I got in the chair and Robbie, the assistant, put the test partials in. “They feel funny! Like I’ve got a mouthful!” I complained, my speech muffled.

          “These are just to check the bite,” Doc told me. “Your partials should be thinner.”

          After we left and were heading back to the car, I noticed something I didn’t notice on the way in; tags hanging from the streetlights.

          I’m gonna guess they’re commemorative.


          Overnight it turned cold and our pond acquired a skim of ice on it. I thought the patterns it made were interesting.       


  

          Mid-week our girls had an appointment at the vet. How about a couple of road pictures?

          The face of the rock grows bittersweet and icicles.


          “Wow! Look how high up they are!” I exclaimed. 

“I bet they sway up there,” Mike said.

We had a scissor lift for our business in Missouri. It went thirty-five feet in the air and swayed with every move you made. I hated it! And these guys are way higher than that.


          Bondi got her shot and I had Dr. Robin look at the spot on her back.

          “It was red and raised at first,” I told her. “Now it’s a dark spot and doesn’t grow any hair.”

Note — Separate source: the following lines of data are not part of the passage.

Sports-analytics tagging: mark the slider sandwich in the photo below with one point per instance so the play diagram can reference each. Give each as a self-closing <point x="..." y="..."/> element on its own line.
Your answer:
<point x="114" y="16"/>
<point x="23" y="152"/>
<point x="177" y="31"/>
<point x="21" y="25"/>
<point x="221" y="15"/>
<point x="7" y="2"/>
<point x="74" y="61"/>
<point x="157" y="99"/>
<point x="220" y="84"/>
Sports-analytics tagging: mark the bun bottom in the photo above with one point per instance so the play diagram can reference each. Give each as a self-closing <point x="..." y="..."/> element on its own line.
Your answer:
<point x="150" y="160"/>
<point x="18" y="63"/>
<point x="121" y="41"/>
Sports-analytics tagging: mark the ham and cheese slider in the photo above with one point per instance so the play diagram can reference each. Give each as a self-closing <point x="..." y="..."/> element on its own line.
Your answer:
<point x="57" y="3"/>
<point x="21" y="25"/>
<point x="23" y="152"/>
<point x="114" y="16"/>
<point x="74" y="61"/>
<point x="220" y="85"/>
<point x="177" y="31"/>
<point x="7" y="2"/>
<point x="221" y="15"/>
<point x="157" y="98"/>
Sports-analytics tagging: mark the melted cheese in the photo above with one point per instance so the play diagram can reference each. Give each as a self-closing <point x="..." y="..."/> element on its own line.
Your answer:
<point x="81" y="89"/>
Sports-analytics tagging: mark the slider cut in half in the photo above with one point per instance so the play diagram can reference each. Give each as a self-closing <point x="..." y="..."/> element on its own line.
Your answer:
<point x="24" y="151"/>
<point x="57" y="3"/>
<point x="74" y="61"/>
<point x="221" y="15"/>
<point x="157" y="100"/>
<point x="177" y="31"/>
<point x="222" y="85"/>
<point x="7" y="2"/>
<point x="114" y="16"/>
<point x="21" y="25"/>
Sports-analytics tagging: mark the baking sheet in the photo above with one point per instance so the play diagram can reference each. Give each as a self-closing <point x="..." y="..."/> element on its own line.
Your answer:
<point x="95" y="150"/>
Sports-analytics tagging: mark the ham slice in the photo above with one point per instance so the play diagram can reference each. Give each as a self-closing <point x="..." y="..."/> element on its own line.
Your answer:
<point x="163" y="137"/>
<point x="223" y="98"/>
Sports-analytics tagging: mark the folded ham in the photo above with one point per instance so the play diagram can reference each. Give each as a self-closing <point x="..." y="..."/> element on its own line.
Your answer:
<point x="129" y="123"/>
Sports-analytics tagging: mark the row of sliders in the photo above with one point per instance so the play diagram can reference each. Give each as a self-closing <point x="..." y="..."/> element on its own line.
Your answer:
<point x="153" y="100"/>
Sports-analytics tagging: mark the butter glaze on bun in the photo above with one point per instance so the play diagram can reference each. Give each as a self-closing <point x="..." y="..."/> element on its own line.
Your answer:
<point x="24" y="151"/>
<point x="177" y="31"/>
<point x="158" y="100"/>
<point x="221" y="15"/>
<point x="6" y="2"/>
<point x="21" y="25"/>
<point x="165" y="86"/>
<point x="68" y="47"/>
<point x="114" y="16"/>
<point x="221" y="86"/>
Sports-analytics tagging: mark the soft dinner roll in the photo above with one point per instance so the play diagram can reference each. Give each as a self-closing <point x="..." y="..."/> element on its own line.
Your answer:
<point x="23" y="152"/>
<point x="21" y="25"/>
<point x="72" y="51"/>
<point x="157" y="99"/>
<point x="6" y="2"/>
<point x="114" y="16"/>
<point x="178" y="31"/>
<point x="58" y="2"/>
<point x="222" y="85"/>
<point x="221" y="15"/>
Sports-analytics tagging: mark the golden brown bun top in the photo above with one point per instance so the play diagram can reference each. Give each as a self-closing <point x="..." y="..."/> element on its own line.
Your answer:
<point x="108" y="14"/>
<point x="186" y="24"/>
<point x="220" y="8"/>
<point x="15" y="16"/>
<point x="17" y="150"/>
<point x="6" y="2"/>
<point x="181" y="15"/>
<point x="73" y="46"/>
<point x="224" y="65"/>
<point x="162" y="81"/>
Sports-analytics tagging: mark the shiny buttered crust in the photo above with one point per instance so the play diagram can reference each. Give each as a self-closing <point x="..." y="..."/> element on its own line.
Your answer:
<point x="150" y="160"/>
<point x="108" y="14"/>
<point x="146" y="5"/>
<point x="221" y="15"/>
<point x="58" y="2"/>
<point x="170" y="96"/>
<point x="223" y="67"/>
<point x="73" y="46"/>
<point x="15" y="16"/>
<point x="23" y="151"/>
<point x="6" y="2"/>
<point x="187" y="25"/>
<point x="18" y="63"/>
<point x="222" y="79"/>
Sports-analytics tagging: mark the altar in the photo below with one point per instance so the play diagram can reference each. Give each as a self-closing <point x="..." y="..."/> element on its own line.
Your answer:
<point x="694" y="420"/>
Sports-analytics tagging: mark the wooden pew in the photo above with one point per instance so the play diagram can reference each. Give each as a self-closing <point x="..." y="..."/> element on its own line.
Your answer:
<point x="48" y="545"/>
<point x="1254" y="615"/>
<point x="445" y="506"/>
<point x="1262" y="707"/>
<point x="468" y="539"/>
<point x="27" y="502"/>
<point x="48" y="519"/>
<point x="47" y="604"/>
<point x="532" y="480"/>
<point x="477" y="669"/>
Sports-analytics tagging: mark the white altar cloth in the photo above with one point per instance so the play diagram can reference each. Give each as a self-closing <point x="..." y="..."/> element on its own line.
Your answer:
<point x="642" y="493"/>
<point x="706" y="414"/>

          “It was likely an infected follicle.” She bent down to examine it a little closer. “It does have hair, it’s just dark. I don’t think it’s anything to worry about.”

          I had her check Raini’s backside. I know that fleas carry diseases and we had a problem with fleas even though she’s had a Seresto collar on.

          “We’ve had a lot of complaints this year that Seresto wasn’t doing its job,” she told us.

          Raini’s backside sometimes feels hot to the touch and if I scratch her too much, welts pop up and sometimes it feels damp.

          “It’s not mange. It’s just an allergy to the fleas. Give her Benadryl to reduce the itching and stop her from chewing on it and pulling her hair out,” Dr. Robin said.

          “What if I give her too much?”

          “It won’t hurt her. If you give her too much, she’ll go to sleep.”

          I felt better that both the dogs had their issues checked by a vet.

          “Peg, what happened to Dr. Lori?” you ask.

          Dr. Lori is our normal vet but when I called two weeks ago for an appointment, they couldn’t see us until March, so I went someplace else.

          Let’s end with a sunrise picture. It’s not all reds and oranges but it was beautiful nonetheless.


          Done!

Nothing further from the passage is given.